Miscellaneous Notes on A Wondrous Place

--Because I spent the entire review having a bit (lol) of a rant, I'll highlight some of the more positive aspects of this episode.

--Unlike like 95% of Emma’s outfits this year, I actually like her red plaid jacket.

--This episode needed less Jasmine/Jafar/Aladdin nonsense and more drunk Snow making random bets with Vikings.

--“It's are supposedly artisinal. Which I think means STRONG!"

--“Why is this rug flying!” “It’s a carpet. A magic carpet.” “It’s clearly a rug.”

--How did Jafar know about Eric and Ariel, enough to fool Ariel at least?

--“Come on, Princess. How many times are you almost going to kiss me?” Dude, back off. If she doesn’t want to kiss you, then she doesn’t have to kiss you. If she wants to, she will. If she’s torn over if she does or not, give her SPACE. This is not a difficult concept.

--"Didn’t you hear the Captain. We have no Kraken’s Blood!” Really, that line though.

--"Son of a fish!"


  1. Wrong bottle aside, I was at least glad that they remembered Jafar's history on "Wonderland", referencing his backstory, that people tricked him into becoming a genie, and emphasizing his defining (and self-defeating) character trait from that show: his venomous anger and hatred toward absolutely everyone and everything. And considering the story behind his snake staff, his fate here was more than a little karmic.

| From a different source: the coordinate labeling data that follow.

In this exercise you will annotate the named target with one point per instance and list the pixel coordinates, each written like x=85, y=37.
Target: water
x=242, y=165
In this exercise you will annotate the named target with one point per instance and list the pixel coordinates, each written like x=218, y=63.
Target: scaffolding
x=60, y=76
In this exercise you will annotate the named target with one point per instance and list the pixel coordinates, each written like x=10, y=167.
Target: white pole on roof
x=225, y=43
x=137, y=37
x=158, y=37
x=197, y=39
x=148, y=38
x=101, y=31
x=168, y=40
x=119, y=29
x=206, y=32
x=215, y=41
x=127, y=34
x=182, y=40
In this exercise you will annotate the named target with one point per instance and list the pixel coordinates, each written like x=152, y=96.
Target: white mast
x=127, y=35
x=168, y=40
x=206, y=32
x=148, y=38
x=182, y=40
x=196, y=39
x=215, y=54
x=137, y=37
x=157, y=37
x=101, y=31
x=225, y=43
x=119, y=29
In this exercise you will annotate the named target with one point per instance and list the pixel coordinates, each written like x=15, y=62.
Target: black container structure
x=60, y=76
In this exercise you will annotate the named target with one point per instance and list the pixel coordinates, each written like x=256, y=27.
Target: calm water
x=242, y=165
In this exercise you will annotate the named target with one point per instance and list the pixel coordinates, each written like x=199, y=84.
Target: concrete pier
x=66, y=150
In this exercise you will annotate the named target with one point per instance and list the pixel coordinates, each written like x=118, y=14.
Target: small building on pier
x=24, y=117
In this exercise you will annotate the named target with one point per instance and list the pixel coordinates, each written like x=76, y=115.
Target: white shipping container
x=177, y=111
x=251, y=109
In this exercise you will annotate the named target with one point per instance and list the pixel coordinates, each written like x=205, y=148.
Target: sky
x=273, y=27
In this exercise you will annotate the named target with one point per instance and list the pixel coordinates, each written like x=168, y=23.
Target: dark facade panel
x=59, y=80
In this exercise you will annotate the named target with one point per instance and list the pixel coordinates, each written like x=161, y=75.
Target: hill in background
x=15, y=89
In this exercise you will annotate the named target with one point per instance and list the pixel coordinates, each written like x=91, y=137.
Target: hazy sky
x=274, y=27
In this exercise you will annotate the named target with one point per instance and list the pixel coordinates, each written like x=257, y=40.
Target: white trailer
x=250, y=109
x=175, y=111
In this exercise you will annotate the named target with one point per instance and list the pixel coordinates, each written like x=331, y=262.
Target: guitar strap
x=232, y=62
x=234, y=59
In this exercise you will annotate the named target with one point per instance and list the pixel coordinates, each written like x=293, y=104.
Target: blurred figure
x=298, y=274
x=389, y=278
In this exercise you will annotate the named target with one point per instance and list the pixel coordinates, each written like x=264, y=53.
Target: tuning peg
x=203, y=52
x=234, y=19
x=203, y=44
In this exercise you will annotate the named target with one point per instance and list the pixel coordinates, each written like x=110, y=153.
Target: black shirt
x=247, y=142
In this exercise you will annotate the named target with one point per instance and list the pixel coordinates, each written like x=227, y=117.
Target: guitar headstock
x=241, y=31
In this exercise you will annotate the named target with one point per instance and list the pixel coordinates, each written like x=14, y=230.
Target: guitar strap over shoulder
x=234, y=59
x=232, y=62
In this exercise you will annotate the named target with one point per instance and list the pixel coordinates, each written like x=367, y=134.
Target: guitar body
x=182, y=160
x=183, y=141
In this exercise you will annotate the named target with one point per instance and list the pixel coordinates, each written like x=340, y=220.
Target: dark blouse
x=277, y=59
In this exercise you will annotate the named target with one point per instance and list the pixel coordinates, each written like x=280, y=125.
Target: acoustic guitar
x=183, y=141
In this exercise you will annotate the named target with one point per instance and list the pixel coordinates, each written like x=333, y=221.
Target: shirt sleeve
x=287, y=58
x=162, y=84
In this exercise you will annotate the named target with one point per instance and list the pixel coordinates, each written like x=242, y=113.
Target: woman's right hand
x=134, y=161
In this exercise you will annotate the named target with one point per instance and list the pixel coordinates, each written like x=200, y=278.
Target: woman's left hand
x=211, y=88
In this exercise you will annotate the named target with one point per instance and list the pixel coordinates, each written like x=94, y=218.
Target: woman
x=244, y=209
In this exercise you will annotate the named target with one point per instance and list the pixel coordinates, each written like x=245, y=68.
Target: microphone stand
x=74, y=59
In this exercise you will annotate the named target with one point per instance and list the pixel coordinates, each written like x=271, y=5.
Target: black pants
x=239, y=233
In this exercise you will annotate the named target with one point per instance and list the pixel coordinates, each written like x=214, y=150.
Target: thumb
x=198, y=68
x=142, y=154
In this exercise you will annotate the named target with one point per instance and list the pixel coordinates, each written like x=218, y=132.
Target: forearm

    1. Oded Fehr did his best with what he was given--which was largely bad. I wish the parent show would stop dancing around Wonderland though they did reference it, vaguely, this week. It's a shame because we've already had solid proof that Jafar can really work as a villain and that Adam and Eddy know how to write him as such, not to mention Jerome Schwartz who co-wrote this week's episode and came over from the spinoff. Had the Aladdin/Jasmine/Jafar arc not been so haphazardly put together, it likely would have been far more enjoyable.